As in most residential developments usually there are the restrictions. These restrictions can govern the size of the home, the size of the hangars, architectural factors such as whether or not the hangar must blend in with home, taxiway clearance issues and the like. As with any design it is important to become familiar with these covenants prior to beginning any design.
New home ideas can turn an otherwise simple home into something spectacular, such as with adding features that would have been more common in older homes, like the ceiling medallions and crown moldings. Such features add beauty and interest to what would otherwise be very bland spaces. A smart idea that uses space wisely includes maximizing every square inch available, such as in the commonly wasted space beneath a staircase, which can be altered with fitted pull out drawers. This would provide space to store outerwear, footwear, and much more!
Another thing to consider is fuel. Do you want to keep fuel in a fuel tank that you will keep inside your hangar?

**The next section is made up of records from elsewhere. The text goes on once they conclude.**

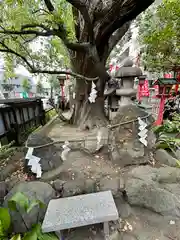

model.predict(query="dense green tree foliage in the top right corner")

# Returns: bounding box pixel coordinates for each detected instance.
[138,0,180,72]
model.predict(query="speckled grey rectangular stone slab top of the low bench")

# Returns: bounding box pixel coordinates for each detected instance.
[42,191,119,232]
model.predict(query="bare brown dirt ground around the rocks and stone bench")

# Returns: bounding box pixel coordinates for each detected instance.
[0,120,180,240]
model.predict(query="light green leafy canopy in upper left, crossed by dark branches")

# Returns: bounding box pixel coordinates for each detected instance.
[0,0,75,72]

Perhaps there is fuel on the property that is maintained by the Association; this can be an excellent way when available. Of course, one can always fly out for fuel and this is workable most of the time but it does require careful organization of ones flights and fuel stops.

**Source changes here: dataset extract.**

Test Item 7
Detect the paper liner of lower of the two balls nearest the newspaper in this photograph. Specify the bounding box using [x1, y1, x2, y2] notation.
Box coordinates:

A universal home design is a growing concept in house planning and construction that provides for changes that can occur in living such as disability issues, aging and general accessibility for everyone. Many homes today are built with the idea that no matter who the occupant is, the living spaces within as well as outside the home, should be readily used by just about anyone. A growing number of home designers, builders and contractors are embracing this concept as the baby boomer population ages and a new wave of disabled or elderly home occupants emerge.

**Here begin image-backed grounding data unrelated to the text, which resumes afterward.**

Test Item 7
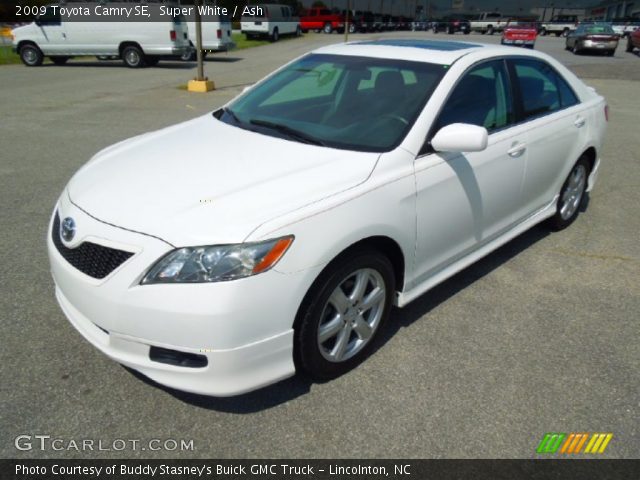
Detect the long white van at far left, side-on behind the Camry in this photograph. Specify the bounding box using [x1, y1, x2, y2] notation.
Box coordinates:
[13, 2, 189, 68]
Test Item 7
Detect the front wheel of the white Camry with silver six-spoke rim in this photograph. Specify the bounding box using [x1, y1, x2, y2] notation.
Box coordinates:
[294, 249, 395, 381]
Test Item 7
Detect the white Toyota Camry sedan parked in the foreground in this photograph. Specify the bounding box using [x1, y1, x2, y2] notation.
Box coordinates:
[48, 40, 608, 396]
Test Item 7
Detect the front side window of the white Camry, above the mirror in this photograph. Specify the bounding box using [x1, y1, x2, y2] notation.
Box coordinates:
[434, 60, 514, 132]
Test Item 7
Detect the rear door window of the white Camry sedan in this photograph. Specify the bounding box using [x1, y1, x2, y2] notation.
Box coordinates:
[514, 59, 578, 120]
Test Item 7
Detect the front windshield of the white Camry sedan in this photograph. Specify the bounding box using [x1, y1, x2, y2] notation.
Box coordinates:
[220, 54, 446, 152]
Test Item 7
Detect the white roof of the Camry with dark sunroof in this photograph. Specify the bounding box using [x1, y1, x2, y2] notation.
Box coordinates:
[314, 39, 488, 65]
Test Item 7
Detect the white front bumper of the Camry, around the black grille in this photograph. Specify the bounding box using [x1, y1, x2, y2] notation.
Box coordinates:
[47, 194, 319, 396]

Given the opportunity to build simple home designs enable the homeowner to add personal touches to customize their future home so that it meets their own needs. For instance, a very outgoing and athletic family needs solutions to store away their sporting equipment when it is not in use, but in a way that their equipment is easy to reach whenever necessary. This is what makes a home functional, and it is imperative in modern home design. Future homeowners can work side-by-side with architects to customize their homes to perfect them according to their individual lifestyles. It can be a small adjustment to increase the size of a closet, which could make all the difference, but would likely not greatly affect the budget.
Focus on lighting--both artificial and natural light. The home can never have too much light, and so the budget should allow for numerous light sources throughout the home, from one room to the next. Keep in mind that one central ceiling-mounted light fixture just wont do, and instead, aim for six light sources per room. As for natural light, with all the advances in insulated windows today, choose a design that lets the sun shine in through as many openings as possible.